I've often wondered if the endless detail, the complex hierarchies of sin and the terrible, bloody Biblical examples, and the culture of fear and blame, and us-and-them mentality it all engendered, are a way for the Church to so overwhelm us with small print that it's easier to adopt a policy of blanket adherence.
Let's just stick to the contract,ordinary sinners like Belle and I say. Let's just do what they say. Nobody wants God's lawyers shaking paperwork at us at the gates of Heaven because we arbitrarily disregarded some clauses.
His lips are roaming over my face now, brushing along my jaw, trailing up my cheek, kissing the hollow of my temple, as if they've never kissed anything more precious than the skin of this exhausted, confused sinner who didn't get the fucking memo that nothing in the entire contract was legally binding in the first place.
That he could have just torn it up.
‘The world is still a shitty place for people like us,' he whispers in my ear. ‘It's still tough. Still dangerous—and far more so for people who don't look like you and me.
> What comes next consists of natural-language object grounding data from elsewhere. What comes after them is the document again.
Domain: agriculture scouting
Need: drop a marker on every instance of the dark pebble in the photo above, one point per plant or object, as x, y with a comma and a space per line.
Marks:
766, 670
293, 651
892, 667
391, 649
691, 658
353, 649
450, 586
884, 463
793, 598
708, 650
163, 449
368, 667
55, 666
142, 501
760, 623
Outside of places like Alchemy, even I still make judgement calls every day on what to disclose. What to hold safe. But it's getting less shitty, especially in parts of the world like this.
‘And it makes me really fucking sad that you feel you can't walk into the office of a guy like Thum, as a member of his most valued senior management team, and maybe not expect, but at the very least not hope for, basic human decency in response to your disclosure.' He wraps his other arm around me tightly.
Just when I think he's finished, he adds: ‘But I have a feeling that wasn't your greatest fear. I suspect you genuinely thought it was. But your greatest fear was having to speak those words out loud to someone in a professional setting. Having to tell someone you respect that you're in a queer relationship. Having to officially declare yourself as something—someone—that you've always been told is shameful, and unnatural, and unwholesome. The kind of person who probably seemed very much on the borderline of what you've been taught polite, civilised society is, hmm?
‘I don't think it was about Thum, really. I think it was about finally having to give yourself permission to be that person and own it, because not only has no one ever given you permission before, but they've never done you the courtesy of telling you you didn't need theirs in the first place.
‘So I won't say well done today, but I will say this. You can do whatever the fuck you want. You're a grown fucking man, and you have the right to march into anyone's office and tell them who you really are. Just promise me you won't ever, ever ask their permission.'
It's only after he's finished speaking, when my words fail me and I turn to find his mouth instead, to tell him with my lips and tongue how very wise, how disturbingly right, he is, that I hear the rain pelting down on the terrace outside, Heaven's downpour just as impassioned and aggrieved as my lover's unorthodox pep talk was.